Hi all, this is a follow-up from the discussion at last week’s COSIMA Meeting for the formation of a Major Fork of MOM6 based in Australia.
We need you to submit a test configuration that represents how you use MOM6, so that we can maintain our own development fork focused on the needs of the community.
Since the authoritative MOM6 repository was moved from NOAA-GFDL to live under the mom-ocean organisation, the development workflow has changed slightly. The main repository does not accept individual changes, which must instead be submitted to a Major Fork, e.g. NOAA-GFDL, NCAR, or soon the Australian fork. The major forks operate independently of one another, and are free to maintain whatever features of MOM6 they would like.
At some point, perhaps determined by a time period or sufficient divergence from the main repository, a fork may propose a pull request directly on the main repository. For this pull request to be accepted, one nominated delegate from each fork must cast an approving vote. This vote represents that the fork is happy that the pull request:
- does not break any configurations (functional testing);
- does not change any results without a reason or a runtime flag to regain the previous behaviour (regression testing);
- must satisfy the MOM6 coding rules (code review).
While there would be a slight maintenance overhead, there are some benefits to having our own major fork. We can decouple our development from the other forks (to date we have submitted code changes through GFDL), which means we can work on features without worrying about unrelated changes coming from elsewhere. Perhaps more importantly, it gives us a say about the testing of code. By the first two requirements in the previous section, we can verify that our configurations don’t get broken or have answers changed.

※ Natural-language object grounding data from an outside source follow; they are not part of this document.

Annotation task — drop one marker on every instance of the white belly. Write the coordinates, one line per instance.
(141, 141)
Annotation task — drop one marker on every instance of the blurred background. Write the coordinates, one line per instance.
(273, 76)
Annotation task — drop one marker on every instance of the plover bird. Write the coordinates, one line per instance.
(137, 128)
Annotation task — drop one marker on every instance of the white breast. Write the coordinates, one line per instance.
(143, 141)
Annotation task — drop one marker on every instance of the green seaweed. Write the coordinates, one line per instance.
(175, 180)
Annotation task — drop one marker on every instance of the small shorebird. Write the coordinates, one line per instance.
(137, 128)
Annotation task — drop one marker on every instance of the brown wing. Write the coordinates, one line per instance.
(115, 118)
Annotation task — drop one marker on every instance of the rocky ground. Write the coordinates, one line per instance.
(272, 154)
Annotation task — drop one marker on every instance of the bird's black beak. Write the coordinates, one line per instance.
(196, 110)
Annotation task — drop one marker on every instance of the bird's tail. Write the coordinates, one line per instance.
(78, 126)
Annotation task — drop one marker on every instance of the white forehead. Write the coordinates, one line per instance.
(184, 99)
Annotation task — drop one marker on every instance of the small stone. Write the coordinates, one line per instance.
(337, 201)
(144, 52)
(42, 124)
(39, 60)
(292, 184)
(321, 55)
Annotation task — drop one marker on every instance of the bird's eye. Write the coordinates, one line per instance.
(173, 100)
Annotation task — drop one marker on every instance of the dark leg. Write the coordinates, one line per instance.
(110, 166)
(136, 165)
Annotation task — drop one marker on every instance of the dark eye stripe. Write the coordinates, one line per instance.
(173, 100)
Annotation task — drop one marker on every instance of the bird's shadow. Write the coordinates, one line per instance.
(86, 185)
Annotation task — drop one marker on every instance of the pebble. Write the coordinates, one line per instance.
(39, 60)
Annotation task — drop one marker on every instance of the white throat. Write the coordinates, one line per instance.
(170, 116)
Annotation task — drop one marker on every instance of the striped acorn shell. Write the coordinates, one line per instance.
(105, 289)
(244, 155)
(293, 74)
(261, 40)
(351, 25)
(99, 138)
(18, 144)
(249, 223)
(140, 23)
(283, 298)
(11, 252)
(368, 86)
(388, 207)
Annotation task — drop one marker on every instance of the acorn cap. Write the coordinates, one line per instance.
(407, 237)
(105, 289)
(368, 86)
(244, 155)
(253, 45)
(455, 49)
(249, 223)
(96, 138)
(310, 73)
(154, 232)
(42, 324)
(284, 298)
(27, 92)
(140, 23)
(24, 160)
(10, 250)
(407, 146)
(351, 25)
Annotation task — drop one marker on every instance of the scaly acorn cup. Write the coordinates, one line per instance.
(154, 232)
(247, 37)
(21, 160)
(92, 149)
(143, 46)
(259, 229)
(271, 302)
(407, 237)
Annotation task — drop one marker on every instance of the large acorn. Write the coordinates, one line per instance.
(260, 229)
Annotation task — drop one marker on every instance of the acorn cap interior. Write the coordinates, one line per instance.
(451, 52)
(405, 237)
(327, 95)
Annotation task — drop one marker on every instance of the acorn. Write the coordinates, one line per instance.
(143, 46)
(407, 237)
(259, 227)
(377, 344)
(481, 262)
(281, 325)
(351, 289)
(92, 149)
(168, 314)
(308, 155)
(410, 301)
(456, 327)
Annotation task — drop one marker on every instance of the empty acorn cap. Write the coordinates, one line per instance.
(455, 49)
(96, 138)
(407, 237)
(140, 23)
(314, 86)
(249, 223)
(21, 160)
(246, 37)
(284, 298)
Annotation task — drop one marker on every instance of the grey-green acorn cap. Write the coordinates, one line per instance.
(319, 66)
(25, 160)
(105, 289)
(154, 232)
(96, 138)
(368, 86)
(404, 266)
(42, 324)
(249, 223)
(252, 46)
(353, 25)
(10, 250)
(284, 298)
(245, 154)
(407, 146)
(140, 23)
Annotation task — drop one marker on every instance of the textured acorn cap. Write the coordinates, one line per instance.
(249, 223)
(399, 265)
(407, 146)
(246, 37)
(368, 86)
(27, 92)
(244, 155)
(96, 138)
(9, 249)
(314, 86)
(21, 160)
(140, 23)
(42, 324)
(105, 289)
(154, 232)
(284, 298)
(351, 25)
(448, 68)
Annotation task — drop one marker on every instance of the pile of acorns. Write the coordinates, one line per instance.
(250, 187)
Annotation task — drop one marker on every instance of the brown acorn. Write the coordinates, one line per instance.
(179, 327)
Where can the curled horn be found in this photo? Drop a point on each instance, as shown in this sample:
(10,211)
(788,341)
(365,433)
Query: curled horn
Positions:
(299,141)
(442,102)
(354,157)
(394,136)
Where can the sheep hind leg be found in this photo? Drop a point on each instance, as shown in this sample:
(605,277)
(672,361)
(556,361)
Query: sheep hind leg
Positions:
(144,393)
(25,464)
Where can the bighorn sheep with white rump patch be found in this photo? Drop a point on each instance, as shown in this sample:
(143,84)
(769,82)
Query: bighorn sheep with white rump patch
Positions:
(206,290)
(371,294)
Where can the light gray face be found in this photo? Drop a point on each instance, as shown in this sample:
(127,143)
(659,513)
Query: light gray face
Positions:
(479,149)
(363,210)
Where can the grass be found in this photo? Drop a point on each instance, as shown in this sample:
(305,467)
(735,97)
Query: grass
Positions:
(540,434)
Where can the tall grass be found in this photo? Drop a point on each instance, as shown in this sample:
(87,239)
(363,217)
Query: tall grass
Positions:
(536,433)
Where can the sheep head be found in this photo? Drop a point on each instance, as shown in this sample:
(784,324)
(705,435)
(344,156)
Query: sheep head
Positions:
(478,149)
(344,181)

By setting up the infrastructure and gathering configurations in order to be a MOM6 major fork, we’ll also be formalising some of our own testing. Hopefully this will lead to more structure in the configurations we do use, but also in terms of compiling model executables, etc.
This is where I need your support! ACCESS-NRI is able to provide some of the technical requirements to becoming a major fork, namely testing infrastructure. However, it’s up to the scientific community of COSIMA who rely on the model results to come up with the tests that matter. There are a couple of reasons for having different test cases that we have stewardship over:
- it’s likely that the combination of
MOM_inputparameters is somewhat unique, so we can ensure that they remain compatible with one another (criterion one above);
- we should be able to ensure bitwise compatibility of the results, so the configuration can be relied on for stability (criterion two above).
Once we have a suite of test configurations, they can be freely run for changes to our fork for local testing. However, the only formal requirement would be to run these on pull requests to the main repository. These are fairly infrequent (on the order of every few weeks to a month). With this frequency, the cases don’t have to be tiny, but by the same token we probably don’t want to be running a super high-resolution global case!
For a given case, I think there should be some protocol for accepting it as “unchanged” or at least “scientifically valid”. For the most part, we can verify that the results remain bitwise identical compared to a reference run. This is a pretty easy validation: if the answers don’t change at all, it’s clearly behaving as it did before a given code change! On the other hand, if the answers do change, there probably needs to be a deeper verification. I think this could probably take the form of certain physical metrics (e.g. a transport or water mass transformation).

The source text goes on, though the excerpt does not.